It is thought he began it at a time when his overriding interest lay in the technicalities of counterpoint – how to achieve ‘natural’ polyphony while obeying mechanical rules - and that he went back to it when musical dramaturgy was uppermost in his mind. His son Carl Philipp Emanuel tried to drum up interest in it by pointing out that his father had encoded his name in the unfinished final fugue, but the sheet music didn’t sell and he had to dispose of the printer’s plates as scrap metal. Since then the work has exerted ever-increasing fascination – the Nazis flourished it as being iconically German – and Bach’s keyboard scoring has been trumped by scorings for a wide variety of instruments including saxophones.

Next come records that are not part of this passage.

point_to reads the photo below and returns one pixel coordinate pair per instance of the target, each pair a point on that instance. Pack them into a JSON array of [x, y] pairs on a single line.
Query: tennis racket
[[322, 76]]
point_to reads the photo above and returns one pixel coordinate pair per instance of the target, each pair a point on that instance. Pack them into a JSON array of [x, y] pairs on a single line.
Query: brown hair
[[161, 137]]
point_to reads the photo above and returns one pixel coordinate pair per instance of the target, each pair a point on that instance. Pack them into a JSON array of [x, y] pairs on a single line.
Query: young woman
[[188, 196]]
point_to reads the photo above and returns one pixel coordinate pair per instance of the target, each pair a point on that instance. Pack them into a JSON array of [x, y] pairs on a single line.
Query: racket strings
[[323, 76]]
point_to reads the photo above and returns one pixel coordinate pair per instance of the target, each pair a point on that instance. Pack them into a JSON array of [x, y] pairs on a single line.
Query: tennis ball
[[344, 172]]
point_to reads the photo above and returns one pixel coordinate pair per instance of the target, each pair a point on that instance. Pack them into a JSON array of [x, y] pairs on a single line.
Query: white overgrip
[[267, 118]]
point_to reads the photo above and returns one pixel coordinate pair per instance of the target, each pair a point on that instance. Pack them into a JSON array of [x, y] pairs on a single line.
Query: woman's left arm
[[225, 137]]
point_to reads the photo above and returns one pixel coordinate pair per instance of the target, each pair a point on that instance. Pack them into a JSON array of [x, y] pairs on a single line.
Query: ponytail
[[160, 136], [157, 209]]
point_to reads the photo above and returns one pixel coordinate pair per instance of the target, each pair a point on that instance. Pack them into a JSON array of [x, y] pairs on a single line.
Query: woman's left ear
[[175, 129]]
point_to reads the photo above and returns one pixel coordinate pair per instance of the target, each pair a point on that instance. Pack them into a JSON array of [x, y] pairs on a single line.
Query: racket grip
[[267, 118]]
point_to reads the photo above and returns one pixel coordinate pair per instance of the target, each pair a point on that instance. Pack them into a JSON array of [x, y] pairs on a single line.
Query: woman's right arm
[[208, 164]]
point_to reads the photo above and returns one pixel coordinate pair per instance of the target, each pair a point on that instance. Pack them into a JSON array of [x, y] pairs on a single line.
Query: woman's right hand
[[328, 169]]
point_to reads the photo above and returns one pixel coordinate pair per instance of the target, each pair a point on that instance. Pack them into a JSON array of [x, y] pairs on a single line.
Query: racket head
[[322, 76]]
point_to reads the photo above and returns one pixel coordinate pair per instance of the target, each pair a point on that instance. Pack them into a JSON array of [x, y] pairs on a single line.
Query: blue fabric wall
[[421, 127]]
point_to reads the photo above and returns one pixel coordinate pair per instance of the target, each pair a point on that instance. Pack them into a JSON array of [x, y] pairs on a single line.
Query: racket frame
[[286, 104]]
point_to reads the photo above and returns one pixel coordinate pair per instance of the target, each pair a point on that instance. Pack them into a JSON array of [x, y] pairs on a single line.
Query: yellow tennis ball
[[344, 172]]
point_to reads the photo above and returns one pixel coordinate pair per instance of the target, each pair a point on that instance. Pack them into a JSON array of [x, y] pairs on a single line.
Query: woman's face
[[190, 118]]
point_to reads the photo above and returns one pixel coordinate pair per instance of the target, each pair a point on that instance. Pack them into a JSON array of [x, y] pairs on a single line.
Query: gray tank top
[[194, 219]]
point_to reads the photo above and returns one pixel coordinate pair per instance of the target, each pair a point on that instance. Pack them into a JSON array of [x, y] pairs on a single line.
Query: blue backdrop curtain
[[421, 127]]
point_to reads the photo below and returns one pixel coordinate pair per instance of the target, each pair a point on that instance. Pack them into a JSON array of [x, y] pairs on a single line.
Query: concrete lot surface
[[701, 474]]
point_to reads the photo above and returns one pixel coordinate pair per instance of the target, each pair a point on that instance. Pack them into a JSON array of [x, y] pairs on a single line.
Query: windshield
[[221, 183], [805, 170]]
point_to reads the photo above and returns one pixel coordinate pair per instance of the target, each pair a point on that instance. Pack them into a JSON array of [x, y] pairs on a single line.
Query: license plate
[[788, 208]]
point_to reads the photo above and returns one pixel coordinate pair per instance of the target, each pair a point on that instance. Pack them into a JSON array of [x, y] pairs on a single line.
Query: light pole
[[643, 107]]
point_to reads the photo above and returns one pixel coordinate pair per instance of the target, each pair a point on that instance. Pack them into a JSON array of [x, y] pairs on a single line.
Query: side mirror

If the most successful transpositions have been for string quartet, that’s for two good reasons: these instruments bring out the voices in high relief, and their combined sound can generate the choral effects which Bach was often implicitly striving for. And to hear the Budapest-based Keller Quartet play this work in the perfect acoustic of Kings Place was an unforgettable experience. Any lingering keyboard thoughts were banished in the first few bars by the muscular dissonances and by the sheer glow of their sound, and as each successive fugue added its variation – inverted, back to front, inside out - the structure attained magnificence. The timbre was vibrato-free, the tempi were vivid and varied, and though the sound of Judit Szabo’s cello sometimes stood out as a particular delight, the synergy was ideal. One had the sense, as the four bows finally froze in mid-air, of having assisted at a performance for the gods. Anyone interested can catch this ensemble (with two cast-changes) playing the same work twenty years ago for ECM records, and with the same poise.

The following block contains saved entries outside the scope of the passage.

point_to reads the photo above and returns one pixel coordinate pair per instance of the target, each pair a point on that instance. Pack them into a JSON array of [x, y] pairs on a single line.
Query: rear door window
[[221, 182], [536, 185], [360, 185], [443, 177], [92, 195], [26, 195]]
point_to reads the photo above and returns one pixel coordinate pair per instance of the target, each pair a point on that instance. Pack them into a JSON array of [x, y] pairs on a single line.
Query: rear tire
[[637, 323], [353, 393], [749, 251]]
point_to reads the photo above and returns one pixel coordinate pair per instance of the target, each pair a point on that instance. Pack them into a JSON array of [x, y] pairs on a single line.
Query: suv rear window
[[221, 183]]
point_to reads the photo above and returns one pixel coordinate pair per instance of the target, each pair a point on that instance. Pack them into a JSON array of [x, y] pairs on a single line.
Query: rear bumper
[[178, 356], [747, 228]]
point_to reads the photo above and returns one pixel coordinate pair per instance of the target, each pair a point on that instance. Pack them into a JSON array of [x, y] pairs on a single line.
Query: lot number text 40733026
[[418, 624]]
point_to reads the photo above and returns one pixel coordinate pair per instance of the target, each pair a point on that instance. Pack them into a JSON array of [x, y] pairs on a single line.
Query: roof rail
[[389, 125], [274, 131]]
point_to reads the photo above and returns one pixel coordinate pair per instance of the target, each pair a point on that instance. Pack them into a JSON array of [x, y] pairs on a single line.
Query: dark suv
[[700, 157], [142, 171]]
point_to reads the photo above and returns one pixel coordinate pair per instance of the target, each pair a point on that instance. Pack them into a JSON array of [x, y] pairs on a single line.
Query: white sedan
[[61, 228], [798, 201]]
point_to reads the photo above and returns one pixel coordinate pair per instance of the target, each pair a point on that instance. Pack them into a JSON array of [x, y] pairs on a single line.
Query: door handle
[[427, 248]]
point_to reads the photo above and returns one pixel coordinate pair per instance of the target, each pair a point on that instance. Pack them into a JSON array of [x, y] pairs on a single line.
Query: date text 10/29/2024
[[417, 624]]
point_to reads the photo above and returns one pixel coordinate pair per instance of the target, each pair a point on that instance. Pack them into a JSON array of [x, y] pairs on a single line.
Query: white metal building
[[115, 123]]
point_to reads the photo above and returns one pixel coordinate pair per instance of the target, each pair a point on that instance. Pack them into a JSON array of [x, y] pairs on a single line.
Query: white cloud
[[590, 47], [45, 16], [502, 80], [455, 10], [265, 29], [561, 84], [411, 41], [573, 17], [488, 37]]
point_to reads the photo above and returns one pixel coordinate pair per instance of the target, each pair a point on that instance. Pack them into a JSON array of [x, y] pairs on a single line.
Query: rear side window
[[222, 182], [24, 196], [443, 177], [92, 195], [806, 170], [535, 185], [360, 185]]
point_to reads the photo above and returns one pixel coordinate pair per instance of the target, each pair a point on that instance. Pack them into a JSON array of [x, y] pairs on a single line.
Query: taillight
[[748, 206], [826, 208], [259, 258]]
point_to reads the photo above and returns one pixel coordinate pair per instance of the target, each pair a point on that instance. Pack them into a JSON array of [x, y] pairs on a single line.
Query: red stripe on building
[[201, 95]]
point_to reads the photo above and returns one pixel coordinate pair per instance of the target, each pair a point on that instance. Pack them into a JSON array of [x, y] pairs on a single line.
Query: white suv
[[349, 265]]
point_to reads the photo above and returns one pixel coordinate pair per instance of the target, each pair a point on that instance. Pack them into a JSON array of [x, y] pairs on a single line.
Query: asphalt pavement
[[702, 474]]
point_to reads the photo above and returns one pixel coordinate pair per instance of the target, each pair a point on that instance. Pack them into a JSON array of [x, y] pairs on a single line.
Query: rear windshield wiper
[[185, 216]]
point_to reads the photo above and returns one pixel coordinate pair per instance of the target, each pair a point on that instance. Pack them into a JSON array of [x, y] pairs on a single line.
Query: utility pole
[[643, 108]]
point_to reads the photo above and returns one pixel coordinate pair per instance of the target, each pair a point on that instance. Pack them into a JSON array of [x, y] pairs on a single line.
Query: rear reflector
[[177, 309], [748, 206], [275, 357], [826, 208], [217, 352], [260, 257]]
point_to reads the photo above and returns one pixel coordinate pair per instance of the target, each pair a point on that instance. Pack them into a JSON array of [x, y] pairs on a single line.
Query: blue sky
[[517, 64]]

In the following Bach Unwrapped concert, Charles Owen delivered the third, fifth, and sixth Partitas in his own unique style: pellucid articulation, a bright and shining sound, absolutely no pedal, and an exuberant delight in these colourful works’ Houdini-like technical challenges. I could have done with more tonal contrast in the Sarabandes but, as Bach pianism goes, this was as exciting as it gets.